Last week’s blog featured a cartoon of an usher asking a couple before showing them to seats in the sanctuary, “Clapping or nonclapping?” This cartoon always gets a big laugh in my workshops because it strikes a chord with so many congregations who struggle with this frequently-asked-question. Well, here’s my two cents:
“To clap or not to clap?” is NOT the question. The question is “what is required in this moment as a response that is authentically bubbling up in us?”

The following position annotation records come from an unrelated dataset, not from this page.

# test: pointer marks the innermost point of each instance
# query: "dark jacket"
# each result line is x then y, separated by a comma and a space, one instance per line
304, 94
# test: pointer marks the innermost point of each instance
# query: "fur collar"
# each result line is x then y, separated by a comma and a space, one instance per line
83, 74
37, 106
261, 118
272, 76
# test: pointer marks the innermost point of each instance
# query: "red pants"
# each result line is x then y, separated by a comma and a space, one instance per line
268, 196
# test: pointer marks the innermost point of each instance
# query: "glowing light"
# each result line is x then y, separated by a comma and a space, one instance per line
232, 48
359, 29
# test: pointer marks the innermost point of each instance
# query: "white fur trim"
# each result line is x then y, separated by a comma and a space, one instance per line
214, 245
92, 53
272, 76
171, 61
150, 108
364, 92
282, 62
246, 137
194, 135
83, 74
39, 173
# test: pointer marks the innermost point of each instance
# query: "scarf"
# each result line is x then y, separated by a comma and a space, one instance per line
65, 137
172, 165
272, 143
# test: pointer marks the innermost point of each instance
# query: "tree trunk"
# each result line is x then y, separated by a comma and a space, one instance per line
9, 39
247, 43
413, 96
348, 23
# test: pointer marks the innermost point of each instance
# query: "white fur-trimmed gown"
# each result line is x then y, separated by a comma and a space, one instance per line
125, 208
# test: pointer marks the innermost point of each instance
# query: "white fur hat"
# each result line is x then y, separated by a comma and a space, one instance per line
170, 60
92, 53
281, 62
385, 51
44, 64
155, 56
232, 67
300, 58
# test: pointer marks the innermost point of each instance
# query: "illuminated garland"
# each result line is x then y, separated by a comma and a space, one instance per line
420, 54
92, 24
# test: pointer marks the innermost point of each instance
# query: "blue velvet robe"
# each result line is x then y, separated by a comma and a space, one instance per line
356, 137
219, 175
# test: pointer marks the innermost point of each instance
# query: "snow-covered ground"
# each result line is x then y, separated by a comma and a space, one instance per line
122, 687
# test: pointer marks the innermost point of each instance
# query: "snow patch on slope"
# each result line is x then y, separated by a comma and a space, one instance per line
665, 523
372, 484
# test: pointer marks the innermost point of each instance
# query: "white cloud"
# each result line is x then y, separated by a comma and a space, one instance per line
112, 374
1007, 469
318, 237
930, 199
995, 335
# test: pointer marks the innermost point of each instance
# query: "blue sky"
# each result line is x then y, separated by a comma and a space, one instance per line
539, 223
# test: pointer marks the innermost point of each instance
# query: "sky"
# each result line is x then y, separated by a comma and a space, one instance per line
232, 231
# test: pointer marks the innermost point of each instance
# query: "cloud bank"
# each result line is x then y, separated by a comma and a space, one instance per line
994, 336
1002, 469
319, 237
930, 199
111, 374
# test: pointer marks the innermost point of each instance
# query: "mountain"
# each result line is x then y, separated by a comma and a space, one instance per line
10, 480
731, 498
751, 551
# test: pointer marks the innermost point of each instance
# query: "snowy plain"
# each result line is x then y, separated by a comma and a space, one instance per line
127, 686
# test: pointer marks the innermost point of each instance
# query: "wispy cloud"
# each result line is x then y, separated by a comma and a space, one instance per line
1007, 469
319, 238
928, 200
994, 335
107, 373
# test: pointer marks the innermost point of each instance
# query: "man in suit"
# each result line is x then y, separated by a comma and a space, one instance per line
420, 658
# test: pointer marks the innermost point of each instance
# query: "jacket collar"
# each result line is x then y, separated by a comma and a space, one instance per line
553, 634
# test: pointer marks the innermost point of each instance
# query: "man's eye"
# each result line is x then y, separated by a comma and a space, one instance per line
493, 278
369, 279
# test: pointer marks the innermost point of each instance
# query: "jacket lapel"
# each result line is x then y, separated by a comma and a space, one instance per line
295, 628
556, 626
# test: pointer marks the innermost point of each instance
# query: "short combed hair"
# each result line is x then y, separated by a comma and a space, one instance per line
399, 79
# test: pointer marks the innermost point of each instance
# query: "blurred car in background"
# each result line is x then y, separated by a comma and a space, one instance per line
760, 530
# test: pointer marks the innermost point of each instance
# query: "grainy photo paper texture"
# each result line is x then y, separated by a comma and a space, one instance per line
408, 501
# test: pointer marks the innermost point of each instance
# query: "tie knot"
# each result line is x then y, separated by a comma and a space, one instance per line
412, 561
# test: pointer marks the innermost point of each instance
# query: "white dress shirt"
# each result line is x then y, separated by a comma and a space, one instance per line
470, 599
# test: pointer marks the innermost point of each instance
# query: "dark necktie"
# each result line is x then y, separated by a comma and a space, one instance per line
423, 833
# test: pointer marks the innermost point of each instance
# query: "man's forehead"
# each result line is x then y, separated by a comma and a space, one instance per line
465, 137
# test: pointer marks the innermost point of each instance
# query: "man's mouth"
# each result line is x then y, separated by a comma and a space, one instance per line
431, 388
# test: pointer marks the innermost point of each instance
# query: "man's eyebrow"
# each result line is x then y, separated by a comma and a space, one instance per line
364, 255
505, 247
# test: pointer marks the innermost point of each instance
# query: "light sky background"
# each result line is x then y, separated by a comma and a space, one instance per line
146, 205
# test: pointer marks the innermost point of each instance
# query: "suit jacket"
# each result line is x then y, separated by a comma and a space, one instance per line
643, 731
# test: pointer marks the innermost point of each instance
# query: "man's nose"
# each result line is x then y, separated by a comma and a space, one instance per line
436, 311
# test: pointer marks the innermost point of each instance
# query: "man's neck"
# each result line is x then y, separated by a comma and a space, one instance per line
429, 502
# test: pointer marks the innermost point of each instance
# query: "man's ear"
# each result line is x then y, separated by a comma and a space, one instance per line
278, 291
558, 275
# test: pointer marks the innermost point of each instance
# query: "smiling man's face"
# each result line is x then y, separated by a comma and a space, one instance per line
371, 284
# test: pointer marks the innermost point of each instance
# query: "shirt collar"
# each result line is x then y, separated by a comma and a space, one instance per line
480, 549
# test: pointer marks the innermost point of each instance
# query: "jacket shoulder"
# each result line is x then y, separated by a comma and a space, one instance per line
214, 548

For most North-American, Euro-American worshipers, the only “sanctioned” spontaneous response we’ve been taught is clapping. We didn’t learn, nor was it ok, to raise our hands or voices in “Amen!” and “Praise God!” when we felt a stirring within us based on a verbal, musical or other offering. So all we feel comfortable doing is clapping to express ourselves in praise and thanksgiving.
We also got caught up in a fairly unhelpful debate started a few decades ago about worship not being “performance.” OOooooo…. bad word! Well friends, this hasn’t done us any favors. We began to identify whether something was a performance or not based on whether or not we clapped. And clapping has consequently taken on oh-so-much-more weight than it needs to. Churches decided whether they were a “clapping” church or not. And if we decided we were, we clapped at everything, whether or not it seemed like a natural response.
Have you ever been in a worship setting where the choir finished a beautiful anthem on a hush and because this is a “clapping” church there was applause that just felt weird? Or have you ever been in a church were a rousing, spirit-filled moment ended and people had to desperately sit on their hands because “we don’t clap in church!” Also pretty weird.
So… as leaders, let’s model something different. If the energy is high and the spirit flowing, let’s model an exuberant clapping response because that is what is appropriate to let the spirit out of our bodies that has bubbled up naturally! If we know something is going to evoke a more meditative response, let’s offer the direction to the congregation before it starts to take a moment for silence afterward. Let’s begin to cultivate the idea that ALL responses are ok–and in fact diverse responses are required–if we as a Body are allowing ourselves to fully participate in the spiritual moment.
The word “performance” is not bad in relationship to worship. It literally means to show forth a form… to embody an expression. Yes, of course, we do this in worship. We give form to our praise, to our prayer, to our proclamation in many, many ways. We practice and we offer our best efforts so that the Spirit might move through us to the whole Body in that moment. Clapping can be one culture’s way of saying “Amen!” to the Spirit. And taking a deep breath, rather than clapping, is sometimes the perfect way to say “Praise God.”